Neurological era treatments tend to be more promise than proven. Too often the neurological processes of stuttering are barely glimpsed or poorly understood. The early childhood research has not yet led to a new, more effective treatment for early childhood stuttering. Genetic research is controversial. Anti-stuttering medications are not highly effective and have side effects. Electronic devices are too often years ahead, in technology or marketing claims, of efficacy research.

Each era of stuttering treatment has contributed to the field. Each has shortcomings and each treatment alone is insufficient. Successful treatment of adult stuttering requires combining ideas from all three eras.


[1] Bloodstein, O. & Bernstein Ratner, N., A Handbook on Stuttering (2007; ISBN 978-1-4180-4203-5), pages 58-59.

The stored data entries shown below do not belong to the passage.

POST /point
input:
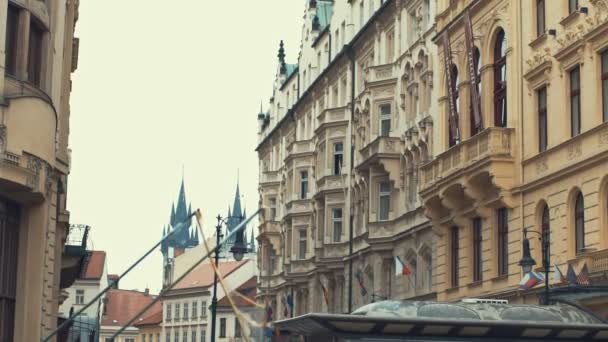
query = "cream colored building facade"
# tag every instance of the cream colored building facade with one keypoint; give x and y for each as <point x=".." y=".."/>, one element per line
<point x="38" y="55"/>
<point x="364" y="82"/>
<point x="540" y="161"/>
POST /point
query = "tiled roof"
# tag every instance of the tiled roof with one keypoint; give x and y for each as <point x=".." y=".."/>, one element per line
<point x="122" y="305"/>
<point x="94" y="263"/>
<point x="247" y="289"/>
<point x="202" y="276"/>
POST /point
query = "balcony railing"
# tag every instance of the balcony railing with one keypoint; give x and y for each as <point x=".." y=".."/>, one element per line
<point x="492" y="142"/>
<point x="382" y="72"/>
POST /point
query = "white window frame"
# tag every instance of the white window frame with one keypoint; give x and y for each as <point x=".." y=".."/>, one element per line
<point x="337" y="220"/>
<point x="385" y="117"/>
<point x="384" y="194"/>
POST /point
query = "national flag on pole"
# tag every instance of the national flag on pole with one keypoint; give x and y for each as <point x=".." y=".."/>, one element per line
<point x="558" y="275"/>
<point x="530" y="280"/>
<point x="359" y="276"/>
<point x="401" y="268"/>
<point x="325" y="294"/>
<point x="583" y="276"/>
<point x="570" y="275"/>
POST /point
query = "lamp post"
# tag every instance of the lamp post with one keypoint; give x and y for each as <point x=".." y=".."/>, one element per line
<point x="527" y="262"/>
<point x="238" y="250"/>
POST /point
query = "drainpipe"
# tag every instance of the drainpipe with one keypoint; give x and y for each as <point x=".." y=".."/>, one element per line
<point x="351" y="55"/>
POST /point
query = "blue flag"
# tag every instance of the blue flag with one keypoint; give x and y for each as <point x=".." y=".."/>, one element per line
<point x="571" y="276"/>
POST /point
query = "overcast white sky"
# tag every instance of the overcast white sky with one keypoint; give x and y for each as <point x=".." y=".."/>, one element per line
<point x="160" y="85"/>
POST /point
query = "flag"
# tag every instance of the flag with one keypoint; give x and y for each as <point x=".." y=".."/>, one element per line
<point x="325" y="294"/>
<point x="558" y="275"/>
<point x="361" y="285"/>
<point x="583" y="276"/>
<point x="530" y="280"/>
<point x="401" y="268"/>
<point x="570" y="275"/>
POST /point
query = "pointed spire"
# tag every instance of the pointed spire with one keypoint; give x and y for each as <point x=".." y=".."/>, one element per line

[2] Bothe, A., Davidow, J., Bramlett, R., & Ingham, R. Stuttering Treatment Research 1970–2005: I. Systematic Review Incorporating Trial Quality As-sessment of Behavioral, Cognitive, and Related Approaches. American Journal of Speech-Language Pathology, 15, 321–341, November 2006.

[3] Bloodstein, O. & Bernstein Ratner, N., A Handbook on Stuttering (2007; ISBN 978-1-4180-4203-5), page 376.

[4] Bloodstein, O. & Bernstein Ratner, N., A Handbook on Stuttering (2007; ISBN 978-1-4180-4203-5), page 377.

[5] Kalinowski, J. & Saltuklaroglu, T. The Inhibition of Stuttering: A Viable Alternative to Contemporary Therapy. Family Medicine, 35, (1), 7-8.